Entre la philosophie biologique et la philosophie sociale, dont la création est due pour une si large part, au génie français, vient se placer un ordre de recherches qui, lui aussi, appartient surtout au xixe siècle : nous voulons parler de la psychologie. Ce n’est pas à dire qu’il n’y eût eu déjà, particulièrement en France, en Angleterre et en Écosse, des psychologues pénétrants ; mais l’observation intérieure, laissée à elle même et réduite à l’étude des phénomènes normaux, avait difficilement accès à certaines régions de l’esprit, notamment au « subconscient ». À la méthode habituelle d’observation intérieure le xixe siècle en a adjoint deux autres : d’un côté, l’ensemble des procédés de mensuration dont on fait usage dans les laboratoires, et, d’autre part, la méthode qu’on pourrait appeler clinique, celle qui consiste à recueillir des observations de malades et même à provoquer des phénomènes morbides (intoxication, hypnotisme, etc.). De ces deux méthodes, la première a été pratiquée surtout en Allemagne ; quoiqu’elle ne soit pas négligeable, elle est loin d’avoir donné ce qu’on attendait d’elle[1]. La seconde, au contraire, a déjà fourni des résultats importants, et elle en laisse entrevoir d’autres, plus considérables encore.
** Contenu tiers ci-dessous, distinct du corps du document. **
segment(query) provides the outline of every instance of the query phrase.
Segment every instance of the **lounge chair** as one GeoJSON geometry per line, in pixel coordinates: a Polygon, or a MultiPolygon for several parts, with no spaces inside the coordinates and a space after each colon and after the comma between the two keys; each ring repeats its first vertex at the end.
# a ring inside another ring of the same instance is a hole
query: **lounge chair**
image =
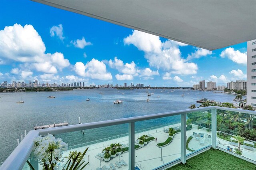
{"type": "Polygon", "coordinates": [[[109,165],[110,166],[111,169],[112,169],[113,170],[116,169],[116,168],[115,168],[115,166],[114,166],[114,164],[113,164],[112,163],[110,163],[110,164],[109,164],[109,165]]]}
{"type": "Polygon", "coordinates": [[[123,159],[122,159],[122,160],[121,160],[121,162],[125,166],[126,166],[126,165],[127,165],[127,164],[126,164],[126,162],[123,159]]]}
{"type": "Polygon", "coordinates": [[[116,165],[117,167],[118,167],[118,168],[121,168],[121,164],[118,162],[116,161],[115,163],[116,163],[116,165]]]}
{"type": "Polygon", "coordinates": [[[103,165],[102,168],[103,168],[103,170],[108,170],[108,168],[106,165],[103,165]]]}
Or cette dernière psychologie, cultivée aujourd’hui dans bien des pays, est une science d’origine française, qui est restée éminemment française. Préparée par les aliénistes français de la première moitié du xixe siècle, elle s’est constituée d’une manière définitive avec Moreau de Tours, et elle n’a pas cessé, depuis, d’être représentée en France par des maîtres, soit qu’ils fussent venus de la pathologie à la psychologie, soit que ce fussent des psychologues attirés vers la pathologie mentale. Il nous suffira de citer les noms de Charcot, de Ribot, de Pierre Janet et de Georges Dumas.

  1. Elle a eu en France des représentants remarquables ; citons en particulier Alfred Binet.